Au coeur de la rose : Entre ciel et mer
De Pierre Perrault, on aura retenu le grand documentariste, le maître du cinéma direct qui a tendu son micro aux populations des régions éloignées, et donné ses lettres de noblesse à la langue de leur pays. Mais le réalisateur de La Bête lumineuse était aussi un homme de mots.
De Pierre Perrault, on aura retenu le grand documentariste, le maître du cinéma direct qui a tendu son micro aux populations des régions éloignées, et donné ses lettres de noblesse à la langue de leur pays. Mais le réalisateur de La Bête lumineuse était aussi un homme de mots. Il a signé des textes dramatiques, publié des recueils de poésie, des essais et une pièce, écrite pour la télé en 1958, créée sur scène en 1963, et plusieurs fois remaniée.
C’est au Théâtre Ubu, en collaboration avec le Rideau Vert, que revient le mérite d’arracher à l’injuste oubli qui la menaçait Au coeur de la rose.
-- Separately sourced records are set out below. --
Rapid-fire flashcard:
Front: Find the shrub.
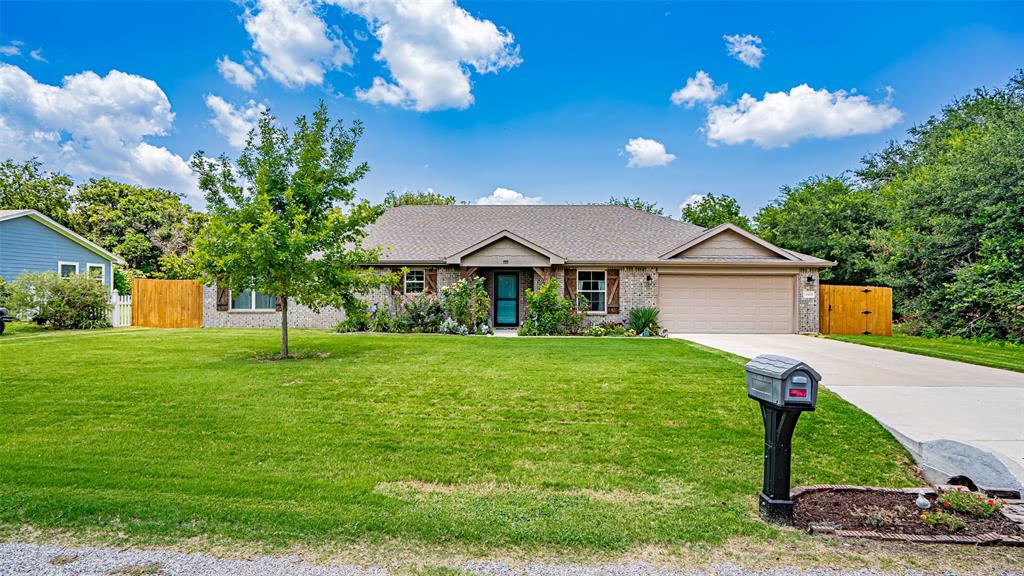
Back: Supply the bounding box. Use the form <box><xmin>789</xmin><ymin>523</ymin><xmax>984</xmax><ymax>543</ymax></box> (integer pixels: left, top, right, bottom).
<box><xmin>939</xmin><ymin>489</ymin><xmax>1002</xmax><ymax>518</ymax></box>
<box><xmin>519</xmin><ymin>278</ymin><xmax>587</xmax><ymax>336</ymax></box>
<box><xmin>629</xmin><ymin>306</ymin><xmax>662</xmax><ymax>334</ymax></box>
<box><xmin>441</xmin><ymin>277</ymin><xmax>490</xmax><ymax>333</ymax></box>
<box><xmin>398</xmin><ymin>293</ymin><xmax>444</xmax><ymax>332</ymax></box>
<box><xmin>921</xmin><ymin>511</ymin><xmax>967</xmax><ymax>532</ymax></box>
<box><xmin>10</xmin><ymin>272</ymin><xmax>111</xmax><ymax>329</ymax></box>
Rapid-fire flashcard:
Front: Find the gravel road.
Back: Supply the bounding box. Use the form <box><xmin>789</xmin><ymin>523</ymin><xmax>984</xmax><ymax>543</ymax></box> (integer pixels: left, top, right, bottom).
<box><xmin>0</xmin><ymin>543</ymin><xmax>1019</xmax><ymax>576</ymax></box>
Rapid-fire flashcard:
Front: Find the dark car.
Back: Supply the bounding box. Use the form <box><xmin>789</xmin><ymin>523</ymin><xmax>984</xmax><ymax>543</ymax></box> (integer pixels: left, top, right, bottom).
<box><xmin>0</xmin><ymin>306</ymin><xmax>14</xmax><ymax>334</ymax></box>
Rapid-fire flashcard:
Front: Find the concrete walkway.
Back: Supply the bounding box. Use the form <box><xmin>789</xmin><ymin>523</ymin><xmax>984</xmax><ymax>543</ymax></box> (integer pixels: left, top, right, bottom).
<box><xmin>672</xmin><ymin>334</ymin><xmax>1024</xmax><ymax>483</ymax></box>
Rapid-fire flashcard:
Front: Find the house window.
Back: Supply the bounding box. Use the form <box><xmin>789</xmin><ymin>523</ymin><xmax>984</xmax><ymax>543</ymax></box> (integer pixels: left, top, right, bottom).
<box><xmin>85</xmin><ymin>264</ymin><xmax>106</xmax><ymax>284</ymax></box>
<box><xmin>57</xmin><ymin>262</ymin><xmax>78</xmax><ymax>278</ymax></box>
<box><xmin>231</xmin><ymin>290</ymin><xmax>278</xmax><ymax>311</ymax></box>
<box><xmin>406</xmin><ymin>270</ymin><xmax>424</xmax><ymax>294</ymax></box>
<box><xmin>577</xmin><ymin>270</ymin><xmax>606</xmax><ymax>313</ymax></box>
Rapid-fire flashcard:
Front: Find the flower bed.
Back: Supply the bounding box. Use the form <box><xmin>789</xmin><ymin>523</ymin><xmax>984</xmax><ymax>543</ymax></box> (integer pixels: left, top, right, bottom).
<box><xmin>793</xmin><ymin>486</ymin><xmax>1024</xmax><ymax>545</ymax></box>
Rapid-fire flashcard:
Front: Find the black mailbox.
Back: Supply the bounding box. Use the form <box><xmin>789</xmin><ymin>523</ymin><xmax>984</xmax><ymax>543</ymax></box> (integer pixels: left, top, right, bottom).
<box><xmin>745</xmin><ymin>355</ymin><xmax>821</xmax><ymax>524</ymax></box>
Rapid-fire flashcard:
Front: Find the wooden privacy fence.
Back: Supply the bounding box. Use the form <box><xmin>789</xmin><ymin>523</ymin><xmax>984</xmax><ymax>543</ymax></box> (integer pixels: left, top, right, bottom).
<box><xmin>131</xmin><ymin>278</ymin><xmax>203</xmax><ymax>328</ymax></box>
<box><xmin>818</xmin><ymin>284</ymin><xmax>893</xmax><ymax>336</ymax></box>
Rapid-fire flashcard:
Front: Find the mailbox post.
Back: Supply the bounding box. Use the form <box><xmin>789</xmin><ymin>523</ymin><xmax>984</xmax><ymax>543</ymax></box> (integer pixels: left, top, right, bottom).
<box><xmin>745</xmin><ymin>355</ymin><xmax>821</xmax><ymax>524</ymax></box>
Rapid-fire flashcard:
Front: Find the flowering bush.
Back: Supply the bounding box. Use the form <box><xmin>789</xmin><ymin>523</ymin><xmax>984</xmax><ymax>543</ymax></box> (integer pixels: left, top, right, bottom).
<box><xmin>939</xmin><ymin>487</ymin><xmax>1002</xmax><ymax>518</ymax></box>
<box><xmin>519</xmin><ymin>278</ymin><xmax>585</xmax><ymax>336</ymax></box>
<box><xmin>441</xmin><ymin>277</ymin><xmax>490</xmax><ymax>333</ymax></box>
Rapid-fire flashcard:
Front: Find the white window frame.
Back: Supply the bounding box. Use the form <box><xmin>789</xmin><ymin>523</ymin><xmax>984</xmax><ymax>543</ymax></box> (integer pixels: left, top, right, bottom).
<box><xmin>401</xmin><ymin>269</ymin><xmax>427</xmax><ymax>294</ymax></box>
<box><xmin>85</xmin><ymin>262</ymin><xmax>106</xmax><ymax>286</ymax></box>
<box><xmin>577</xmin><ymin>269</ymin><xmax>608</xmax><ymax>316</ymax></box>
<box><xmin>57</xmin><ymin>260</ymin><xmax>78</xmax><ymax>278</ymax></box>
<box><xmin>227</xmin><ymin>290</ymin><xmax>278</xmax><ymax>314</ymax></box>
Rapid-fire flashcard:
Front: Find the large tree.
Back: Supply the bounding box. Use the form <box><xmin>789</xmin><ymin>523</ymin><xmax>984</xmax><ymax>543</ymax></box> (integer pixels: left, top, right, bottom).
<box><xmin>72</xmin><ymin>178</ymin><xmax>206</xmax><ymax>279</ymax></box>
<box><xmin>0</xmin><ymin>158</ymin><xmax>75</xmax><ymax>227</ymax></box>
<box><xmin>682</xmin><ymin>193</ymin><xmax>751</xmax><ymax>231</ymax></box>
<box><xmin>191</xmin><ymin>101</ymin><xmax>391</xmax><ymax>358</ymax></box>
<box><xmin>754</xmin><ymin>176</ymin><xmax>886</xmax><ymax>285</ymax></box>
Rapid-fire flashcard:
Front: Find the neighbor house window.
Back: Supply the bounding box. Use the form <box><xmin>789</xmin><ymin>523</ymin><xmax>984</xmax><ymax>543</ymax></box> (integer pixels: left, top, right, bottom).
<box><xmin>406</xmin><ymin>270</ymin><xmax>424</xmax><ymax>294</ymax></box>
<box><xmin>577</xmin><ymin>270</ymin><xmax>605</xmax><ymax>313</ymax></box>
<box><xmin>231</xmin><ymin>290</ymin><xmax>278</xmax><ymax>311</ymax></box>
<box><xmin>85</xmin><ymin>264</ymin><xmax>106</xmax><ymax>284</ymax></box>
<box><xmin>57</xmin><ymin>262</ymin><xmax>78</xmax><ymax>278</ymax></box>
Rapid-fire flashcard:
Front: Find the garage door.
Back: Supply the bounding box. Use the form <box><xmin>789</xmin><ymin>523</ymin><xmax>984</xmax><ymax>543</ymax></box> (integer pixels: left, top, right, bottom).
<box><xmin>658</xmin><ymin>274</ymin><xmax>796</xmax><ymax>333</ymax></box>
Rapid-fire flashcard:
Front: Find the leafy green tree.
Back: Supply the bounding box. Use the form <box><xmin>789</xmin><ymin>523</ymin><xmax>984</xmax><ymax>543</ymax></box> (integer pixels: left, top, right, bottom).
<box><xmin>0</xmin><ymin>158</ymin><xmax>75</xmax><ymax>228</ymax></box>
<box><xmin>72</xmin><ymin>178</ymin><xmax>206</xmax><ymax>279</ymax></box>
<box><xmin>605</xmin><ymin>196</ymin><xmax>665</xmax><ymax>216</ymax></box>
<box><xmin>381</xmin><ymin>190</ymin><xmax>455</xmax><ymax>210</ymax></box>
<box><xmin>191</xmin><ymin>101</ymin><xmax>393</xmax><ymax>358</ymax></box>
<box><xmin>682</xmin><ymin>193</ymin><xmax>751</xmax><ymax>231</ymax></box>
<box><xmin>754</xmin><ymin>176</ymin><xmax>886</xmax><ymax>285</ymax></box>
<box><xmin>858</xmin><ymin>72</ymin><xmax>1024</xmax><ymax>340</ymax></box>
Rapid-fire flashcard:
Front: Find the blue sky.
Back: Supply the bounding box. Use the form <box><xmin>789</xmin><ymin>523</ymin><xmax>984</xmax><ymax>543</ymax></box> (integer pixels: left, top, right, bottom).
<box><xmin>0</xmin><ymin>0</ymin><xmax>1024</xmax><ymax>216</ymax></box>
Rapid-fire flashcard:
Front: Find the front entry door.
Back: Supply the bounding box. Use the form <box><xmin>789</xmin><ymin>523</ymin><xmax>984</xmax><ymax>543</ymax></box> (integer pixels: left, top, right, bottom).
<box><xmin>495</xmin><ymin>272</ymin><xmax>519</xmax><ymax>326</ymax></box>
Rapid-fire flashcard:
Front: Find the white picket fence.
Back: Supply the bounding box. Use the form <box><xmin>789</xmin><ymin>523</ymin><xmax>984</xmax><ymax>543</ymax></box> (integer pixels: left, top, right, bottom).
<box><xmin>111</xmin><ymin>291</ymin><xmax>131</xmax><ymax>328</ymax></box>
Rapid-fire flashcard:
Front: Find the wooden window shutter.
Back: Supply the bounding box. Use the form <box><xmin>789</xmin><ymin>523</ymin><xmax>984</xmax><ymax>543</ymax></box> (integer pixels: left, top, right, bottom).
<box><xmin>604</xmin><ymin>270</ymin><xmax>618</xmax><ymax>314</ymax></box>
<box><xmin>217</xmin><ymin>285</ymin><xmax>231</xmax><ymax>312</ymax></box>
<box><xmin>423</xmin><ymin>268</ymin><xmax>437</xmax><ymax>294</ymax></box>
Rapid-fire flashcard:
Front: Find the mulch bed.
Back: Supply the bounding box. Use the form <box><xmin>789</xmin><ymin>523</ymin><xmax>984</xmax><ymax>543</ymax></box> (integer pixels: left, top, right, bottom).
<box><xmin>793</xmin><ymin>487</ymin><xmax>1024</xmax><ymax>545</ymax></box>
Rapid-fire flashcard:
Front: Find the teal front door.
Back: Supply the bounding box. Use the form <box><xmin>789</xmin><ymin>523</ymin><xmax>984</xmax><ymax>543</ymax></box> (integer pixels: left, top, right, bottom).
<box><xmin>495</xmin><ymin>272</ymin><xmax>519</xmax><ymax>326</ymax></box>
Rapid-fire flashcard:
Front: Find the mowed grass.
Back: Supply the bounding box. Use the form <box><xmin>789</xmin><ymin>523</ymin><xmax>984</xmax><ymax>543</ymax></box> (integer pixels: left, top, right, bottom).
<box><xmin>828</xmin><ymin>334</ymin><xmax>1024</xmax><ymax>372</ymax></box>
<box><xmin>0</xmin><ymin>329</ymin><xmax>915</xmax><ymax>550</ymax></box>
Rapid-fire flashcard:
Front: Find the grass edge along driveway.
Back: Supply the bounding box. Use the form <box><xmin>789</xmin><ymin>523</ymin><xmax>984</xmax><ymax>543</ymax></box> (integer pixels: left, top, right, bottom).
<box><xmin>827</xmin><ymin>334</ymin><xmax>1024</xmax><ymax>372</ymax></box>
<box><xmin>0</xmin><ymin>329</ymin><xmax>915</xmax><ymax>550</ymax></box>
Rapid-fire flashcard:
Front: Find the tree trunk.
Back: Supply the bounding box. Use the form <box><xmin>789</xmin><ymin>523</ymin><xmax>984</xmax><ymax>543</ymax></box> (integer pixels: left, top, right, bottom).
<box><xmin>281</xmin><ymin>296</ymin><xmax>288</xmax><ymax>358</ymax></box>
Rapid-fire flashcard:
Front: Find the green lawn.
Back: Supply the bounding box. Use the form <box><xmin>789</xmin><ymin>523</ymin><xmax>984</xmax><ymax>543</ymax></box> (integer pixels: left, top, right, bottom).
<box><xmin>828</xmin><ymin>335</ymin><xmax>1024</xmax><ymax>372</ymax></box>
<box><xmin>0</xmin><ymin>329</ymin><xmax>915</xmax><ymax>550</ymax></box>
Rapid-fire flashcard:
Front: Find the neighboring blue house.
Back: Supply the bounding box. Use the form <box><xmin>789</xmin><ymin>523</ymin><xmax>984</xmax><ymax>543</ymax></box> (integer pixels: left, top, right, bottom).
<box><xmin>0</xmin><ymin>210</ymin><xmax>124</xmax><ymax>290</ymax></box>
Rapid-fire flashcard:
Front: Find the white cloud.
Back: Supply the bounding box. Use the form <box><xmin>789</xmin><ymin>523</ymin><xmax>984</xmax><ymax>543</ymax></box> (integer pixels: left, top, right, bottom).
<box><xmin>476</xmin><ymin>187</ymin><xmax>544</xmax><ymax>206</ymax></box>
<box><xmin>626</xmin><ymin>138</ymin><xmax>676</xmax><ymax>168</ymax></box>
<box><xmin>206</xmin><ymin>94</ymin><xmax>266</xmax><ymax>150</ymax></box>
<box><xmin>706</xmin><ymin>84</ymin><xmax>903</xmax><ymax>148</ymax></box>
<box><xmin>0</xmin><ymin>64</ymin><xmax>201</xmax><ymax>201</ymax></box>
<box><xmin>243</xmin><ymin>0</ymin><xmax>352</xmax><ymax>88</ymax></box>
<box><xmin>217</xmin><ymin>56</ymin><xmax>262</xmax><ymax>91</ymax></box>
<box><xmin>722</xmin><ymin>34</ymin><xmax>765</xmax><ymax>68</ymax></box>
<box><xmin>328</xmin><ymin>0</ymin><xmax>522</xmax><ymax>112</ymax></box>
<box><xmin>672</xmin><ymin>70</ymin><xmax>727</xmax><ymax>108</ymax></box>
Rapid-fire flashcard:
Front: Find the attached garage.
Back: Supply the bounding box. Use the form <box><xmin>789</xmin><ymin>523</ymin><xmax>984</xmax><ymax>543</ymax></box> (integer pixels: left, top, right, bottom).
<box><xmin>657</xmin><ymin>274</ymin><xmax>797</xmax><ymax>333</ymax></box>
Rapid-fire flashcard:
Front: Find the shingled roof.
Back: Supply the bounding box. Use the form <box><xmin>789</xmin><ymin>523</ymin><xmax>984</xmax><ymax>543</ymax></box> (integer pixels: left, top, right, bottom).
<box><xmin>362</xmin><ymin>205</ymin><xmax>825</xmax><ymax>263</ymax></box>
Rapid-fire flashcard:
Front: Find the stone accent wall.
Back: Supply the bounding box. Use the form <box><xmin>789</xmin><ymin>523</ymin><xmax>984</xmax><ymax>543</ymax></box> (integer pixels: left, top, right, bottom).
<box><xmin>797</xmin><ymin>269</ymin><xmax>820</xmax><ymax>334</ymax></box>
<box><xmin>203</xmin><ymin>286</ymin><xmax>345</xmax><ymax>328</ymax></box>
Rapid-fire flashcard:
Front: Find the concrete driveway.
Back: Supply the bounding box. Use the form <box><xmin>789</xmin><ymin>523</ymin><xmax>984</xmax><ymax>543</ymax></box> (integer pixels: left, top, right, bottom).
<box><xmin>672</xmin><ymin>334</ymin><xmax>1024</xmax><ymax>484</ymax></box>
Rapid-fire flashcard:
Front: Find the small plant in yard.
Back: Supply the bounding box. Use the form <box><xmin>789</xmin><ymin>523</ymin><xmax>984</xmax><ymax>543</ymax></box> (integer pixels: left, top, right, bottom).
<box><xmin>939</xmin><ymin>488</ymin><xmax>1002</xmax><ymax>518</ymax></box>
<box><xmin>441</xmin><ymin>277</ymin><xmax>490</xmax><ymax>333</ymax></box>
<box><xmin>628</xmin><ymin>306</ymin><xmax>662</xmax><ymax>334</ymax></box>
<box><xmin>921</xmin><ymin>511</ymin><xmax>967</xmax><ymax>532</ymax></box>
<box><xmin>10</xmin><ymin>272</ymin><xmax>111</xmax><ymax>329</ymax></box>
<box><xmin>519</xmin><ymin>278</ymin><xmax>589</xmax><ymax>336</ymax></box>
<box><xmin>398</xmin><ymin>293</ymin><xmax>444</xmax><ymax>332</ymax></box>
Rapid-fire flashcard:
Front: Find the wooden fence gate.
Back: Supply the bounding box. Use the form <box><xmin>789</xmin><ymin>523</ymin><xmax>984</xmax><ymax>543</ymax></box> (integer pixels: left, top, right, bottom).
<box><xmin>131</xmin><ymin>278</ymin><xmax>203</xmax><ymax>328</ymax></box>
<box><xmin>818</xmin><ymin>284</ymin><xmax>893</xmax><ymax>336</ymax></box>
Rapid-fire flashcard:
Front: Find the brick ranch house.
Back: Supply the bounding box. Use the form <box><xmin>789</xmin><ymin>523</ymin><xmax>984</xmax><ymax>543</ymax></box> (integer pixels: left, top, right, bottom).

Plutôt porté sur les pièces formalistes et les avant-gardes poétiques que sur les morceaux de folklore, Denis Marleau a trouvé dans ce pan un peu oublié du répertoire québécois un objet d’une poésie étrange et magnifique, bercé de métaphores marines; une langue riche de ses sonorités régionales, qu’elle transcende pourtant. Il y a quelque chose d’exemplaire et de plus grand que nature dans cette histoire d’île isolée, où une jeune fille rêve de partir et d’être emportée par le premier venu qui saura ravir son coeur.
Conte universel et archétypal de la passation des générations, d’un mode de vie qu’on tente de léguer à une jeunesse qui piaffe d’impatience et rêve plutôt de renouveau, Au coeur de la rose montre comment on muselle la vie, comment on tue les rêves. On y lira ou pas une métaphore nationale du refus de larguer ses amarres pour prendre pays, de la crainte du changement. Mais la pièce se tient en elle-même, véritable petit trésor de beauté.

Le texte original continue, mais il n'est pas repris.